I suspect this is not an issue with Requests.

anecdata commented 3 years ago

In the pre-ESP32-S2 days, Requests was HTTP/1.0 and we sent no countermanding Connection header, so each HTTP connection would get closed after the response (by client and server).

In HTTP/1.1 (newly supported in Requests in conjunction with ESP32-S2) HTTP connections are presumed persistent (keep-alive) unless the server sends a Connection: close header, or the client does and then the server must comply.

Requests doesn't currently take any action on the presence or absence of a Connection header, and as far as I can tell, always tries to close the socket after a Response is received (this is HTTP/1.0 default, or Connection: close, behavior), but we do not send a Connection: close header. Presumably, the server will eventually timeout its connection. Our subsequent connections to the same server will use new sockets (unless I'm reading things wrong).

Oddly, the example code above explicitly sends a {"Connection": "close"} header, and the Failed SSL handshake exception occurs immediately on every alternate request.

The timing differences are a mystery too... why some servers / responses fail immediately and some fail only after specific amounts of time have lapsed.

Addendum: looks like for Session (which ESP32-S2 uses), there is a facility to reuse sockets if they share host, port, and proto. This should give persistence in many cases. So the correlation to lack of keep-alive may be a red herring.

anecdata commented 3 years ago

I'm closing this since the original repeated socket failures / out of sockets issue was resolved. The OSError: Failed SSL handshake will still lurk in the background under some circumstances, but PR 70 will mask it from the user by closing the offending socket and retrying with a new one.
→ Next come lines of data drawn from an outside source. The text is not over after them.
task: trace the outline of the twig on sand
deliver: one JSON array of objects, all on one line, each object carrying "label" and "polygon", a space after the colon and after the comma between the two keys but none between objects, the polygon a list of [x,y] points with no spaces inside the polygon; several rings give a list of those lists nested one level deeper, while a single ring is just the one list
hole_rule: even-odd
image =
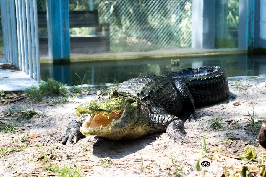
[{"label": "twig on sand", "polygon": [[76,153],[73,153],[73,152],[67,149],[66,148],[65,148],[63,147],[61,145],[60,145],[59,144],[56,145],[56,147],[58,148],[60,148],[60,149],[61,149],[64,150],[65,150],[67,152],[68,152],[68,153],[72,153],[72,154],[74,154],[74,155],[77,155],[79,157],[83,157],[83,156],[82,156],[81,155],[79,155],[77,154]]}]

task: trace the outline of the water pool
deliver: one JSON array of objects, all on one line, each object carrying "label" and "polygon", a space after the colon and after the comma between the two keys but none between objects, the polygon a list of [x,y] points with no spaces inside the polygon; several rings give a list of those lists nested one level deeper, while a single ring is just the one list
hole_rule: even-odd
[{"label": "water pool", "polygon": [[171,65],[173,58],[142,58],[88,62],[73,62],[67,65],[41,65],[42,79],[47,76],[69,85],[78,85],[86,75],[83,83],[93,85],[121,82],[140,75],[159,75],[182,69],[207,66],[219,66],[229,77],[252,76],[266,74],[266,55],[232,55],[222,56],[180,58],[180,65]]}]

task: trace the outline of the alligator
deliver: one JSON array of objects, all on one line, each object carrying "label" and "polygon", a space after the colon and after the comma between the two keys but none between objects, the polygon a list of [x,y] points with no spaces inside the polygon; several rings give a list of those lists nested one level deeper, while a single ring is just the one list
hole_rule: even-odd
[{"label": "alligator", "polygon": [[227,78],[218,66],[133,78],[110,91],[98,91],[90,102],[81,104],[76,109],[78,118],[58,140],[67,145],[92,135],[134,139],[166,131],[173,142],[187,142],[184,123],[196,119],[195,109],[229,95]]}]

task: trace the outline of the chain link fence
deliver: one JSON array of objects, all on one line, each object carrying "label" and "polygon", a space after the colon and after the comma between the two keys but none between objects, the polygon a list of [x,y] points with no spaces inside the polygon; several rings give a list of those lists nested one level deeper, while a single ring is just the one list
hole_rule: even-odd
[{"label": "chain link fence", "polygon": [[[90,0],[69,0],[70,11],[90,10]],[[191,0],[93,0],[99,23],[110,25],[112,52],[191,47]],[[46,0],[38,1],[46,11]],[[90,28],[70,29],[71,36],[90,35]],[[47,37],[46,29],[39,30]]]}]

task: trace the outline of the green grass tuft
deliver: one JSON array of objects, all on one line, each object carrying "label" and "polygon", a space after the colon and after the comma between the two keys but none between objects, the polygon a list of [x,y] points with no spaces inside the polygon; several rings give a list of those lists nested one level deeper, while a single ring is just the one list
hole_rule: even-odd
[{"label": "green grass tuft", "polygon": [[46,82],[42,82],[39,88],[33,86],[27,89],[25,93],[32,100],[40,100],[44,96],[54,96],[67,95],[67,88],[53,78],[48,78]]},{"label": "green grass tuft", "polygon": [[210,123],[210,128],[214,129],[219,129],[223,127],[222,125],[223,118],[218,116],[213,116],[214,118],[206,121]]},{"label": "green grass tuft", "polygon": [[45,168],[47,171],[51,171],[56,173],[59,177],[81,177],[81,175],[79,170],[77,168],[71,168],[64,164],[64,167],[59,168],[55,165],[51,163],[49,165],[46,166]]},{"label": "green grass tuft", "polygon": [[0,148],[0,157],[5,155],[8,153],[14,153],[17,152],[23,152],[25,150],[14,148]]},{"label": "green grass tuft", "polygon": [[33,86],[26,88],[25,93],[27,94],[28,97],[32,100],[40,100],[43,98],[43,95],[39,88]]},{"label": "green grass tuft", "polygon": [[45,115],[44,112],[41,113],[38,112],[34,108],[32,110],[27,110],[24,109],[21,109],[17,108],[12,107],[4,111],[11,110],[13,109],[17,109],[19,110],[18,112],[11,112],[6,114],[6,116],[9,117],[17,117],[17,120],[18,122],[21,122],[25,120],[29,120],[31,119],[33,116],[44,117]]},{"label": "green grass tuft", "polygon": [[17,130],[17,128],[10,123],[4,124],[0,126],[0,130],[4,133],[12,133]]}]

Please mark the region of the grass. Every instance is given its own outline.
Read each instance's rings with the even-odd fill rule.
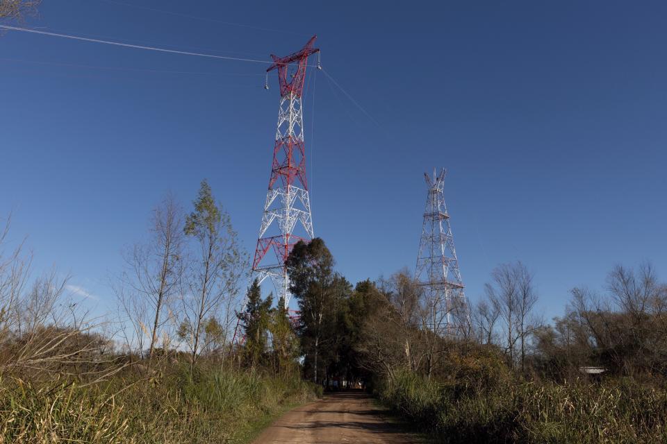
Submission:
[[[0,382],[0,444],[248,443],[277,416],[314,399],[299,378],[173,369],[92,386]]]
[[[667,442],[667,391],[629,379],[461,387],[404,373],[379,394],[442,443]]]

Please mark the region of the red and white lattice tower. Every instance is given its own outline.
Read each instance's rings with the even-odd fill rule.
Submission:
[[[437,334],[465,333],[470,315],[459,259],[454,248],[450,215],[445,205],[445,176],[434,170],[425,173],[428,194],[424,223],[417,255],[415,278],[423,291],[428,309],[426,327]]]
[[[313,237],[306,178],[302,94],[308,58],[320,52],[313,47],[316,37],[313,35],[300,51],[286,57],[272,54],[274,62],[266,70],[267,73],[278,71],[280,108],[269,189],[252,272],[260,282],[270,278],[277,293],[276,298],[283,297],[286,307],[291,294],[285,261],[297,242]]]

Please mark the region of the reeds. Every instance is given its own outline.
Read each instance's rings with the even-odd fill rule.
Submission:
[[[665,443],[667,391],[630,379],[504,382],[488,390],[401,373],[383,400],[443,443]]]

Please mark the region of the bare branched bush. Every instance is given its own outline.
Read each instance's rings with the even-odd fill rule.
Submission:
[[[126,269],[114,286],[126,345],[140,355],[147,345],[148,357],[169,349],[177,327],[170,305],[182,287],[183,227],[183,211],[167,196],[153,212],[149,241],[125,253]]]
[[[26,17],[37,14],[42,0],[0,0],[0,19],[22,22]]]

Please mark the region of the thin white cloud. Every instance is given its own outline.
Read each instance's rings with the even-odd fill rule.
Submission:
[[[96,296],[94,294],[90,293],[85,289],[78,285],[70,285],[67,284],[66,288],[72,292],[72,294],[76,294],[78,296],[81,296],[84,299],[94,299],[94,300],[99,300],[99,298]]]

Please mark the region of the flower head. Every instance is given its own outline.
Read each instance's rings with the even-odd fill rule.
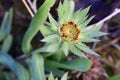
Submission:
[[[73,54],[86,57],[83,52],[97,55],[84,42],[97,42],[95,37],[106,35],[106,33],[96,30],[94,27],[87,27],[93,17],[89,19],[87,13],[90,7],[74,12],[74,2],[64,0],[58,6],[58,21],[49,13],[49,23],[40,28],[46,42],[41,48],[43,52],[56,52],[62,50],[66,55],[69,51]]]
hierophect commented 3 years ago

@anecdata I think the reason the SSL handshake occurs every other request (as it did with Jerry's code too) is because of how the socket fails - on the first use, it sees there's no socket and creates one, on the second, it sees there already is one and attempts to use it, but fails, and closes it. Then, because the socket has been closed, it just creates a new one on the next request and has no error again, creating the appearance of alternating failures. Does that make any sense?

anecdata commented 3 years ago

the second fails why... because in the core or IDF it has timed out and been closed out from under Requests?

in the above code, the connection header closes it, but this also occurs in scenarios that should be persistent (I don't know what server or lower-level client timeouts may apply in those cases).

hierophect commented 3 years ago

@anecdata it actually happens even "lower" than my implementation in the core, it's an error returned by esp_tls_conn_new_sync which is from the esp-idf, part of Mbed TLS. It's possible that the timeout that Requests has set up is not aligned with the timeout in MbedTLS.